Military


IJN Shiratsuyu Class Destroyers

The Shiratsuyu class destroyers were modified versions of the Hatsuharu class, and had been originally planned as part of that class. The Shiratsuyu class emerged after Japanese designers corrected the problem of 'top heavy' ships. After making necessary modifications, the Shiratsuyu, originally intended as part of the Hatsuharu class, was named its own class and all later ships of the same design added to it.

By the time of their completion, the Shiratsuyu class had exceded their original displacement by six hundred tons exceeding the plans drawn up with the 1930 Naval Treaty of London in mind. The ships were laid down between 1935 and 1937 for a total of ten destroyers. Despite being one of the most powerful classes of destroyers in the world at the time of their completion, none of the ships survived the Pacific War.

Murasame, a 1685-ton Shiratsuyu class destroyer built at Osaka , Japan , was completed in January 1937. During the Second World War she was employed in several campaigns, beginning with the invasion of the Philippines , during which she escorted transports that landed Japanese troops at Vigan, northwestern Luzon, on 11 December 1941. In January 1942 she participated in landings at Tarakan, Borneo , and was part of the force that defeated Allied warships in the Battle of the Java Sea on 27 February. Murasame also participated in the June 1942 Battle of the Midway as part of Vice Admiral Nobutake Kondo's Covering Group.

During the Guadalcanal Campaign Murasame played a supporting role in the Battle of the Eastern Solomons in late August 1942, was damaged by air attack during a supply run on 5 October 1942, escorted transports to Guadalcanal on 14-15 October, rescued crewmen when the light cruiser Yura was sunk on 25 October and took part in the Battle of the Santa Cruz Islands a few days later. She directly engaged U.S. warships during the brutal night battle off Guadalcanal on 13 November 194 , receiving damage that put her forward boiler room out of action.

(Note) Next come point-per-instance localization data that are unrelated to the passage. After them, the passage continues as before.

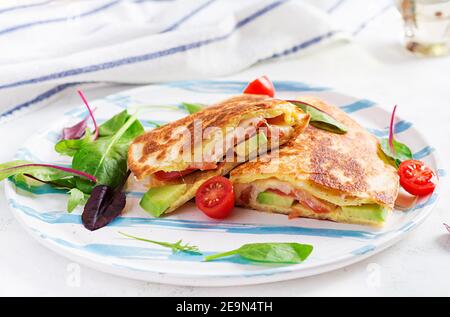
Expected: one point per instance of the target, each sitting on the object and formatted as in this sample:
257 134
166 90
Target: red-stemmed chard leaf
104 205
39 170
90 113
391 131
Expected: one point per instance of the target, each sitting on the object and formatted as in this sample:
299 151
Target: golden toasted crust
341 164
149 151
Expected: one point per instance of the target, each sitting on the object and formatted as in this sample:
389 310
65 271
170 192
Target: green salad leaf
106 158
193 107
321 119
176 247
76 197
275 252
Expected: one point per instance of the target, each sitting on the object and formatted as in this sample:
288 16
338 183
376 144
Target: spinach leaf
276 252
321 119
70 146
106 158
111 126
401 150
176 247
42 172
193 107
76 197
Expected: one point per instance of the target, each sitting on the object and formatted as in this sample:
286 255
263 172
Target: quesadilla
322 175
175 159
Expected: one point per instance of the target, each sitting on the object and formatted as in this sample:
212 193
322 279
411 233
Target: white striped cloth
48 47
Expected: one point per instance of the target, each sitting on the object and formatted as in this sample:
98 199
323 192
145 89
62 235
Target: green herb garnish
176 247
275 252
397 152
320 119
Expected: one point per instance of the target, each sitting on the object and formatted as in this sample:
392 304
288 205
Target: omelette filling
277 196
274 128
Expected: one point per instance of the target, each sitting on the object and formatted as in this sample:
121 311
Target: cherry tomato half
215 197
169 176
417 178
260 86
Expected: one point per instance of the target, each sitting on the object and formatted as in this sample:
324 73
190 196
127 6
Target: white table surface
375 67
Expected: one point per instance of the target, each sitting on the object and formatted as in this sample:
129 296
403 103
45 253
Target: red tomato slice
260 86
215 197
169 176
417 178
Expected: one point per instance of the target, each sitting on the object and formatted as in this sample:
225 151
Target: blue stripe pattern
188 16
358 105
148 56
24 6
56 20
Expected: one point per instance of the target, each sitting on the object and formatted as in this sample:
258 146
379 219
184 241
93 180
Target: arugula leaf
401 150
275 252
112 125
193 107
321 119
106 158
176 247
70 146
76 197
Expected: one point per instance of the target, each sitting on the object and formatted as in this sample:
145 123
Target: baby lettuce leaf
176 247
193 107
104 205
70 146
76 197
321 119
401 151
275 252
106 158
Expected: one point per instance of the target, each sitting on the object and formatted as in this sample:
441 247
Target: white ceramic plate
43 211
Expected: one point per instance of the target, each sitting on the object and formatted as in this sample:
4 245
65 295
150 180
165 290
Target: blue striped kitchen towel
47 47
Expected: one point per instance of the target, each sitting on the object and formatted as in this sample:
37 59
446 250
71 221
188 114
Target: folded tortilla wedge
242 126
322 175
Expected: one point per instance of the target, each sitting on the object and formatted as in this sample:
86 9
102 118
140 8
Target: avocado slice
369 212
158 199
269 198
251 146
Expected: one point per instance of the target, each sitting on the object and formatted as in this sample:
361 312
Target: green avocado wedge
158 199
269 198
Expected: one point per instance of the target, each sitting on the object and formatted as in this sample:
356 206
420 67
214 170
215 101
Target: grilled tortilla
322 175
159 149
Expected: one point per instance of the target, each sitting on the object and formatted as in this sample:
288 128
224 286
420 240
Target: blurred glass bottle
427 26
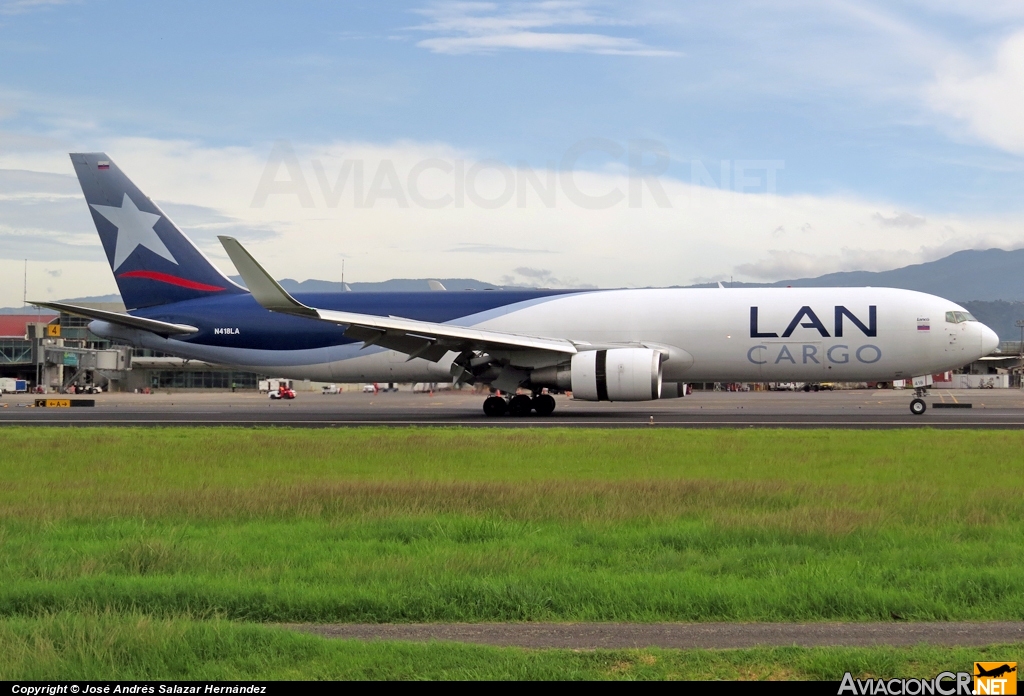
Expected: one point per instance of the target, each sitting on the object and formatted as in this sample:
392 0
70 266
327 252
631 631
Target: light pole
1020 353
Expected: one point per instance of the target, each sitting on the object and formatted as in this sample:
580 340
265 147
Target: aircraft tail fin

On 5-6 March 1943, less than a month after the Japanese had given up the fight for Guadalcanal , Murasame and the destroyer Minegumo took supplies to the Japanese base at Vila , on Kolombangara Island . While withdrawing after landing their cargo, the two ships encountered a greatly superior U.S. Navy cruiser-destroyer task force. In a brief battle, both Japanese ships were sunk. None of Murasame's crewmen survived her loss.